I moved to Australia seven years ago from Aotearoa New Zealand. I’m pleased that old friends remember me despite the Tasman sea (Te Tai-o-Rēhua) between us (a so called “marginal sea” of the Pacific Ocean (Te Moana-nui-a-Kiwa). I was chuffed to accept the invitation from Asians Supporting Tino Rangatiratanga to be on a panel: Conversations on Tangata Whenua and Asian solidarity with Tze Ming Mok, Aaryn Hulme-Niuapu, Sue Gee, Arama Rata, me and Sina Brown-Davis.
This session will be an exploration of the experiences of tangata whenua and Asian activists who are working toward decolonisation and how we can strengthen cross-cultural solidarity against colonialism and racism. We will reflect on learnings of the past and imagine ways that we can move forward together to a just future.
As part of a phenomenal four day program in the fifth Social Movements, Resistance, and Social Change Conference: Activating Collectivity: Aroha and Power hosted online and in Te Whanganui-a-Tara (Wellington).
It engages with the ongoing question of how we honour Indigenous knowledges, learn from the spirit and tikanga animating struggles, and work in genuine togetherness for the deep structural change that our planet and people urgently need. This year’s theme also provides space for responding to social issues and movements as they continue to unfold around us. In response to the Black Lives Matter movement, for instance, ‘Activating Collectivity: Aroha and Power’ also engages with questions of how we situate ourselves as allies and accomplices, confront racism within and between our communities, and expand our networks and solidarities. Our theme asks how our imaginings of collectivity, aroha, and power have been activated and constrained, and how we can extend them as a basis for liberation.
One of the questions we engaged in as a panel was about our entry point into this kaupapa of Tangata Whenua and Asian solidarity.

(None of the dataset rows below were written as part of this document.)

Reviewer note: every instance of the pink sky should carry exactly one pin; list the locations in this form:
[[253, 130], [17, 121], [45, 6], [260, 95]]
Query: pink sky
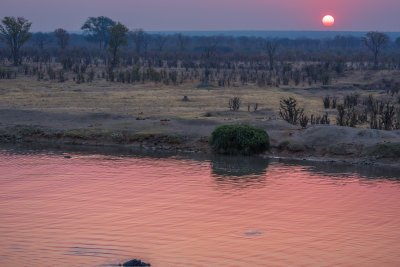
[[351, 15]]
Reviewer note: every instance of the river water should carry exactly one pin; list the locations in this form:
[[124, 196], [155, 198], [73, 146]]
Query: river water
[[102, 209]]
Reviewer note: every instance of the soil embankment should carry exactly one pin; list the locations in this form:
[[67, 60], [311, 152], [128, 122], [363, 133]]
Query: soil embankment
[[318, 142]]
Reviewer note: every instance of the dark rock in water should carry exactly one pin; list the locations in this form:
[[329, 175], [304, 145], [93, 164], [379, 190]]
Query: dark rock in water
[[135, 263]]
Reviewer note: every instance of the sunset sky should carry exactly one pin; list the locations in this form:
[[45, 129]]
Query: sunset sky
[[350, 15]]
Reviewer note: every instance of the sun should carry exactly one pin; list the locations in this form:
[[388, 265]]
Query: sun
[[328, 20]]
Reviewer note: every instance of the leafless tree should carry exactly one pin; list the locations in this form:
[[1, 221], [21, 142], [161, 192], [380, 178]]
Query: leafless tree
[[375, 41], [160, 41], [182, 41], [62, 37], [141, 40], [15, 32], [271, 47]]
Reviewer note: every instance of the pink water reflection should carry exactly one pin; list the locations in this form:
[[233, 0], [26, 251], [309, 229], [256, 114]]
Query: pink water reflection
[[94, 210]]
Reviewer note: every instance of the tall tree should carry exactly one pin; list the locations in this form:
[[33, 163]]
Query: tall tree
[[375, 41], [271, 47], [62, 37], [117, 38], [160, 41], [15, 32], [141, 40], [40, 39], [182, 41], [398, 42], [97, 30], [209, 53]]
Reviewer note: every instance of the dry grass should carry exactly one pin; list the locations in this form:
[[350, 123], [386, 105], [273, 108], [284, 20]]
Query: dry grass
[[156, 100]]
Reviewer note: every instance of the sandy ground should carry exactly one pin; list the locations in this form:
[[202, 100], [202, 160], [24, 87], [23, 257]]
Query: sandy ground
[[154, 117]]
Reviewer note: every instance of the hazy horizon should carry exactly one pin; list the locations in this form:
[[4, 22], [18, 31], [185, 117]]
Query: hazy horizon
[[220, 15]]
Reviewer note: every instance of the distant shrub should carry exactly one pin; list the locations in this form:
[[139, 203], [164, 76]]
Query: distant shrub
[[327, 102], [234, 103], [288, 110], [239, 139], [386, 150]]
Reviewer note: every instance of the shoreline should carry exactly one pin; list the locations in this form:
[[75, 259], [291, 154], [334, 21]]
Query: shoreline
[[177, 144]]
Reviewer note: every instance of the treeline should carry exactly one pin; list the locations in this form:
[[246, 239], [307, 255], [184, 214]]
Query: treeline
[[109, 50]]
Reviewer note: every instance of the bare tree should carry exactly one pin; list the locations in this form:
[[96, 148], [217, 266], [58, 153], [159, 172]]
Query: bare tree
[[271, 47], [117, 38], [97, 29], [397, 42], [40, 39], [160, 41], [141, 40], [375, 41], [210, 51], [182, 42], [15, 32], [62, 37]]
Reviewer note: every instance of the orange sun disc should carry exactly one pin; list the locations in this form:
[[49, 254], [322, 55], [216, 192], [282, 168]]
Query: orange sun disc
[[328, 20]]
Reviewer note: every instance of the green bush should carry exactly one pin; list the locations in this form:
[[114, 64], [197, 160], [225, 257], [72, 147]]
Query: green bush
[[239, 139]]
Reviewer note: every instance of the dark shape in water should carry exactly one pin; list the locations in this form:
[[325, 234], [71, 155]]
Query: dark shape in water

This took me down memory lane. It began with helping fund raise for the Hoani Waititi Marae in the late seventies when my family moved to West Auckland from Nairobi, Kenya.
Most of my experiences with tangata whenua were through Pākehā institutions. In the eighties when I was doing my nursing education at AUT, I joined a trip to the Ureweras and enjoyed regular noho marae at Hato Petera school for boys, across the road from the Akoranga campus. However, most of my experiences didn’t really help me make sense of my place in the colonial sandwich (Avtar Brah). It’s only when I started reading Xicana feminism like This Bridge called my back, Black feminists like Audre Lorde and bell hooks, that I started developing a vocabulary for my own experiences. Thank goodness for theory. In 2004 I set up the Aotearoa Ethnic Network email list and then a journal with the brilliant artistic and design talents of Andy Williamson as a way of problematising the unique to New Zealand term to describe people who are neither Maori, Pākehā or Tangata Pasifika. As Tze Ming quipped in the webinar “before we had a group for ethnics”. From this network, we also developed a journal and you can see some of the covers from the issues below. I’m going to revamp my website soon so will share the archive and contents in full.
Back in the day (2012) Philipa K Smith used a case study from AEN in her PhD and a subsequent publication: New Zealanders on the Net: Discourses of National Identities in Cyberspace. Smith used a discourse-historical approach of critical discourse analysis, emphasising the role of power and ideology in the construction of identities.
I also helped develop the Tangata Tiriti interactive workbook in 2006 which has accurate information about the Treaty of Waitangi in plain English for migrants. I’ve also written an essay for Tangatawhenua.com for the Are we there yet? series, a prelude to the election in November 2011, with a focus on the ‘wish list’ of Generation Xers; their hopes, dreams, aspirations and vision for New Zealand society. I wrote:
I began this piece by talking about my family’s welcome to New Zealand through consumer capitalism at Foodtown. On reflection, the supermarket is an apt metaphor for migration, both for the visibility and promise of its products and for the invisibility of its processes. Neoliberal narratives of individualism and ‘choice’ render invisible both the dispossession of the local and Indigenous and the economic imbalance necessary for the movement of goods and people to the West in order for capitalism to flourish. Yet if these two aspects of migration were made visible, in the same way that more ethical consumptive practices are becoming a feature of contemporary life then other kinds of relationships might be made possible. In the case of ethnic communities, direct negotiation with Maori for a space where Indigenous Maori claims for tino rangatiratanga, sovereignty and authority are supported while the mana of newcomers to Aotearoa is upheld hold promise.
Thanks friends Menghzu Fu and Kirsty the chance to do some walking down memory lane and also to consider what kind of future I might be able to contribute to both in Aotearoa where my family still live and here on the unceded lands of the people of the Kulin Nation.